Wendyyy à Santorini — Entre image, polémique et la leçon que Haïti refuse de voir
Wendyyy à Santorini — Entre image, polémique et la leçon que Haïti refuse de voir
Le clip OKAY de Wendyyy déclenche polémique et comparaisons.
Analyse économique et culturelle : Santorini n’est pas forcément cher — quelles
leçons pour Haïti ?
Par Kanndél EDOUARD; économiste et linguiste.
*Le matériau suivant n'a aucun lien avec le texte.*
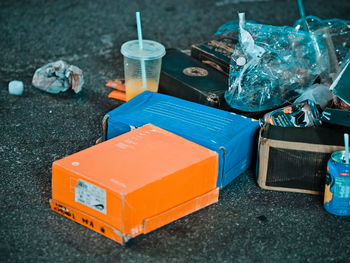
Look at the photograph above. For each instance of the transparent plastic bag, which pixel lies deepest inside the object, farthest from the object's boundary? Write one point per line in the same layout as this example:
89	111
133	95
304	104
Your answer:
339	31
318	93
271	65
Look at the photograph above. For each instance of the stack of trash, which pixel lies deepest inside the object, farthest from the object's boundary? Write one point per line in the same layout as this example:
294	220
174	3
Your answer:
164	156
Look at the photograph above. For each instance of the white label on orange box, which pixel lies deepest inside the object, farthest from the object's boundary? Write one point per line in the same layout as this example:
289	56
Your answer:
91	196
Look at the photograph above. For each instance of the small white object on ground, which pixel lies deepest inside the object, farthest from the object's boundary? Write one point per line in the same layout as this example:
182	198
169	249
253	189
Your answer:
16	87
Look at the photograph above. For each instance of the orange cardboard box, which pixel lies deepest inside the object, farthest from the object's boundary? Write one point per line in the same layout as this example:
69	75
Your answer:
134	183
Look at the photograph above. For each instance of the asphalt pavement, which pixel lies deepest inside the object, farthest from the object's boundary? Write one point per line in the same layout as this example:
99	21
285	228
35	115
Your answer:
248	224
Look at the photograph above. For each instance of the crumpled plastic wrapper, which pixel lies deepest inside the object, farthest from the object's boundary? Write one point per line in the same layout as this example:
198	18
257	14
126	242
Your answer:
56	77
271	64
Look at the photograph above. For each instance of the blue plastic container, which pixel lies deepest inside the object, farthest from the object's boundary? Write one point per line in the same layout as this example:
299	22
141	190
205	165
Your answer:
232	136
337	188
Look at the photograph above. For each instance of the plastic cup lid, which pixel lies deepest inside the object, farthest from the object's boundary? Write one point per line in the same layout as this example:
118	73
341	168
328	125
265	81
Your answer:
151	50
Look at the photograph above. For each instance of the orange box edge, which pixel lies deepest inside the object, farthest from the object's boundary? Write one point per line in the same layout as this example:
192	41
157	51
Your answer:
149	224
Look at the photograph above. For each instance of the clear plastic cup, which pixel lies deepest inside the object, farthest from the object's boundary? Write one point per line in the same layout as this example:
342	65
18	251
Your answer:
147	60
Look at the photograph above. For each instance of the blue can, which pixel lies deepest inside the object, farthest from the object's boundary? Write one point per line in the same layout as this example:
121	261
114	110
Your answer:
337	187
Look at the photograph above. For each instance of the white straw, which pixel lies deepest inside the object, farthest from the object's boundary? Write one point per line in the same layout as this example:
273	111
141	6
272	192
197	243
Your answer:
346	142
139	33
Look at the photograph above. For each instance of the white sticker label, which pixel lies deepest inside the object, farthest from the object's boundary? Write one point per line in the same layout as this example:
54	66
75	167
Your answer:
91	196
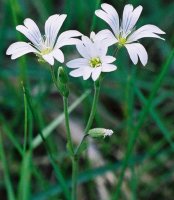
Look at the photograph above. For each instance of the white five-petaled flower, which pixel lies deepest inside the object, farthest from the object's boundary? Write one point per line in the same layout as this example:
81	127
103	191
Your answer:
46	47
124	32
108	132
94	61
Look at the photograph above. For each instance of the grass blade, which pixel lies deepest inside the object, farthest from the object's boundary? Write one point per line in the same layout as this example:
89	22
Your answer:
8	182
142	117
49	129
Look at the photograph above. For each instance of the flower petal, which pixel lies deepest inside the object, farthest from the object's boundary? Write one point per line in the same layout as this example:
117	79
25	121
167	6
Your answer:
68	38
108	67
58	55
108	59
76	63
87	72
136	50
110	16
146	31
83	50
96	73
31	31
49	58
18	49
52	27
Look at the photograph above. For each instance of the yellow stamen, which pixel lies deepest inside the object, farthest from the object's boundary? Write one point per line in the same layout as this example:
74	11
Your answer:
46	51
95	62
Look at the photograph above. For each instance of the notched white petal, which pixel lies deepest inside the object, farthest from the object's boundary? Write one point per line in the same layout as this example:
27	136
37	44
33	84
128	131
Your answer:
18	49
49	58
96	73
108	67
58	55
76	63
136	50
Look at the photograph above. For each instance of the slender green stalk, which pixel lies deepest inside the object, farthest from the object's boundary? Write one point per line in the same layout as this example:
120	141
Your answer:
56	168
74	177
142	117
25	122
8	183
69	139
68	131
97	85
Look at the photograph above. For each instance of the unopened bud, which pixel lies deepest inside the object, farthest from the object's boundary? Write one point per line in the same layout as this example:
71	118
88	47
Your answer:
100	132
62	81
62	75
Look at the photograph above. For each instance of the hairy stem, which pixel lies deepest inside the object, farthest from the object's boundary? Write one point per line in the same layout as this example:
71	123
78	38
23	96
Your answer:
94	105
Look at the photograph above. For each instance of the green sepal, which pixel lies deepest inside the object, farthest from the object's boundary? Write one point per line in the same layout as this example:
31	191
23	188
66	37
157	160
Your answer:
82	148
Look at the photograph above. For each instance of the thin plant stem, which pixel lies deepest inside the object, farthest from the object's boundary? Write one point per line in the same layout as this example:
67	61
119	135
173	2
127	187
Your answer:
25	121
69	140
97	85
74	177
68	131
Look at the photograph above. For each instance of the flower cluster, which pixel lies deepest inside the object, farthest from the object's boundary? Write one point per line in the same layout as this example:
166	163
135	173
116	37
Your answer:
93	50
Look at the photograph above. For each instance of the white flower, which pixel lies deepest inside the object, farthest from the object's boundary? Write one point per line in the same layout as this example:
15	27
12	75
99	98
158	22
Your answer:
108	132
47	47
94	59
124	33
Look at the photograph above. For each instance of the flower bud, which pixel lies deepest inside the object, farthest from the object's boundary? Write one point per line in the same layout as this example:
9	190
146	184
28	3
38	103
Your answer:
100	132
62	75
62	81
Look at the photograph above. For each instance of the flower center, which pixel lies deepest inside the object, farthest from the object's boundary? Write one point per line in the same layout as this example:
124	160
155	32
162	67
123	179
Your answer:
45	51
95	62
122	41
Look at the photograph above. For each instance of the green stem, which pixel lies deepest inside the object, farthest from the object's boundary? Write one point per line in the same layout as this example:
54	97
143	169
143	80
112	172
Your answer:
74	177
94	105
68	131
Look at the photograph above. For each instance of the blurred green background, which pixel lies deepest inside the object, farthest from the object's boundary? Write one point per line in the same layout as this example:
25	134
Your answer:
134	100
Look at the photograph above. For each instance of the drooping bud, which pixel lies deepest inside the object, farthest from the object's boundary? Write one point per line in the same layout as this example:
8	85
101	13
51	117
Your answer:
62	81
62	75
100	132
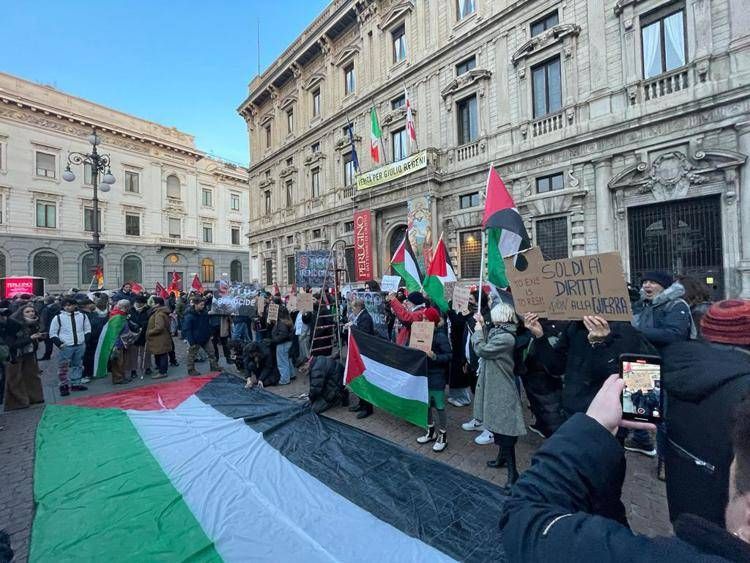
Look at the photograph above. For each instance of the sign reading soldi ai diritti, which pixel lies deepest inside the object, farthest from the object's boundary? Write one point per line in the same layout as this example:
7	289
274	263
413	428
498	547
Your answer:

Quand l’écran s’ouvre sur la caldeira de Santorini dans le dernier clip OKAY
de Wendyyy, ce n’est pas seulement un décor : c’est une certitude visuelle qui
tombe dans les timelines. Quelques secondes suffisent pour qu’un grand nombre
de fans haïtiens lisent le plan comme un verdict — Santorini = luxe = “pa pou
nou”. Sur X et Instagram la controverse a pris feu ; on a vu surgir des
comparaisons immédiates entre Wendyyy et Baky, des posts moqueurs et la formule
devenue refrain chez certains supporters : « yo Santo Domingo, nou Santorini ».
Le message est clair : l’image vaut jugement.
Mais qu’est-ce que cette image dit vraiment ? Et qu’est-ce qu’on choisit
d’entendre ? Le clip fonctionne — il capte, il marque, il vend une aspiration
visuelle. Wendyyy sait exactement pour qui il filme : il connaît son public, il
sait comment activer l’émotion, les réseaux et les conversations. Il sait aussi
que, dans la guerre des vues, la mise en scène clinquante rapporte vite. Les
chiffres le prouvent : la sortie du clip OKAY a explosé sur YouTube,
atteignant des centaines de milliers de vues en peu de temps, signe que l’effet
visuel marche et qu’il génère de l’audience instantanée.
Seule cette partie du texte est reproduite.